Orientation-Aware Leg Movement Learning for Action-Driven Human Motion Prediction

TL;DR

Problem: action-conditioned human motion prediction requires transitioning between actions in a way that respects orientation changes, which most datasets lack transition data for. The authors propose a two-stage framework that first generates a target motion conditioned on a future action using a diffusion-based Motion Diffusion Model and then performs action-conditioned in-betweening with a CVAE called AinB-VAE that is augmented with an orientation-warping module. Key contributions include modeling transitions as in-betweening with limited gait-focused actions, an orientation-aware decoding mechanism via cross-attention, and a diversity sampler to capture inter- and intra-class variability, all without relying on ground-truth transition labels. Experiments on BABEL, HumanAct12, and NTU RGB-D show state-of-the-art perceptual quality, action faithfulness, and broad generalization, with robust performance even under dataset noise. The approach reduces the need for annotated transitions and offers realistic, diverse motion predictions suitable for robotics, animation, and perception tasks.

Abstract

The task of action-driven human motion prediction aims to forecast future human motion based on the observed sequence while respecting the given action label. It requires modeling not only the stochasticity within human motion but the smooth yet realistic transition between multiple action labels. However, the fact that most datasets do not contain such transition data complicates this task. Existing work tackles this issue by learning a smoothness prior to simply promote smooth transitions, yet doing so can result in unnatural transitions especially when the history and predicted motions differ significantly in orientations. In this paper, we argue that valid human motion transitions should incorporate realistic leg movements to handle orientation changes, and cast it as an action-conditioned in-betweening (ACB) learning task to encourage transition naturalness. Because modeling all possible transitions is virtually unreasonable, our ACB is only performed on very few selected action classes with active gait motions, such as Walk or Run. Specifically, we follow a two-stage forecasting strategy by first employing the motion diffusion model to generate the target motion with a specified future action, and then producing the in-betweening to smoothly connect the observation and prediction to eventually address motion prediction. Our method is completely free from the labeled motion transition data during training. To show the robustness of our approach, we generalize our trained in-betweening learning model on one dataset to two unseen large-scale motion datasets to produce natural transitions. Extensive experimental evaluations on three benchmark datasets demonstrate that our method yields the state-of-the-art performance in terms of visual quality, prediction accuracy, and action faithfulness.
Paper Structure (10 sections, 9 equations, 6 figures, 4 tables)
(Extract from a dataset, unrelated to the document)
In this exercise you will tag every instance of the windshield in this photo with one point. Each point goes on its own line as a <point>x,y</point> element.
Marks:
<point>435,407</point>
This paper contains 10 sections, 9 equations, 6 figures, 4 tables.

Figures (6)

  • Figure 1: An example of the action-driven prediction performance of our method compared against WAT mao2022weakly. Both methods predict the future sequence given the action "Walk". WAT mao2022weakly suffers from unnatural transition (e.g., foot sliding) or poor label faithfulness. Our method jointly yields natural transition with plausible leg movements and respects the action label better.
  • Figure 2: Overview of our method. (a) depicts our transition generation framework$-$AinB-VAE. (b) gives the pipeline of our action-driven human motion prediction, which involves two stages. The two stages can be alternately performed to predict long-term motions with natural transitions in a recursive fashion.
  • Figure 3: Orientation-warping module (left) and the AinB-VAE Decoder (right).
  • Figure 4: Qualitative results of inter-action transition diversity given conditions $(\mathbf{X}_s, \mathbf{X}_e,\mathbf{a}^b)$ as input.
  • Figure 5: Qualitative results of intra-action transition diversity by setting in-betweening action $\mathbf{a}^b$ to Step and Run as examples. All the results are obtained via diversity sampler.